Het is met het oog op deze hardnekkige discrepantie tussen de officiële theorie en de praktijk dat Hilary Putnam het onderscheid tussen feiten en waarden betitelt als ‘culturele institutie’. Daarmee bedoelt hij dat, met hoeveel overtuigingskracht je iemand ook uitlegt dat er geen enkel steekhoudend argument bestaat voor een zo absoluut onderscheid tussen feiten en waarden – of volgens gelijksoortige principes, inhoud en stijl -, er een grote kans bestaat dat die persoon je bij het eerstvolgende meningsverschil zal vragen je uitspraken te staven met ‘feiten’, of in een literaire discussie een uitspraak doet als: ‘Maarten ‘t Hart is een groot schrijver, alhoewel hij schrijft als een schooljongen’.1.
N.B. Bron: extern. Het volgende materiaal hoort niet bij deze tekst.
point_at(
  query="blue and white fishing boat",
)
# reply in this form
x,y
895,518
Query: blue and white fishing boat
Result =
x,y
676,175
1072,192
Een treffende illustratie van de opvatting dat men stijl onafhankelijk kan
beschouwen van inhoud treft men aan in een recent artikel van Rudy Kousbroek over het werk van Maarten ‘t Hart.2. Volgens Kousbroek presenteert dat werk ons met een paradox: waarom zijn ‘t Harts romans en essays zo ontroerend respectievelijk stimulerend terwijl zijn taalgebruik zo slordig en ergenisverwekkend is?
Enter Nelson Goodman. Want Kousbroeks paradox berust op die vanzelfsprekende vooronderstelling dat stijl en inhoud twee verschillende en grotendeels onafhankelijke grootheden zijn. In dit artikel wil ik nader stilstaan bij de vorm en de inhoud van een tekst en de relatie daartussen. Wat ik tracht aan te tonen is dat we op dit terrein goed doen en verkeerd spreken. In elke literaire tekst zijn inhoud en vertelmiddelen grotendeels met elkaar verweven. Niet in de gangbare, weinig ophef veroorzakende, alhoewel niet onjuiste zin van ‘Vorm en inhoud kun je wel onderscheiden maar niet scheiden’, maar in een veel verdergaande, welhaast tautologische zin. Wat ik beweer is dat in het ruimere bestek van wat een tekst uitdrukt of betekent stijl en inhoud nauwelijks onderscheidbare en vrijwel parallelle functies vervullen, dat stijl een vorm van inhoud is en inhoud een vorm van stijl. Maar allereerst een beknopte uiteenzetting van de gangbare opvatting.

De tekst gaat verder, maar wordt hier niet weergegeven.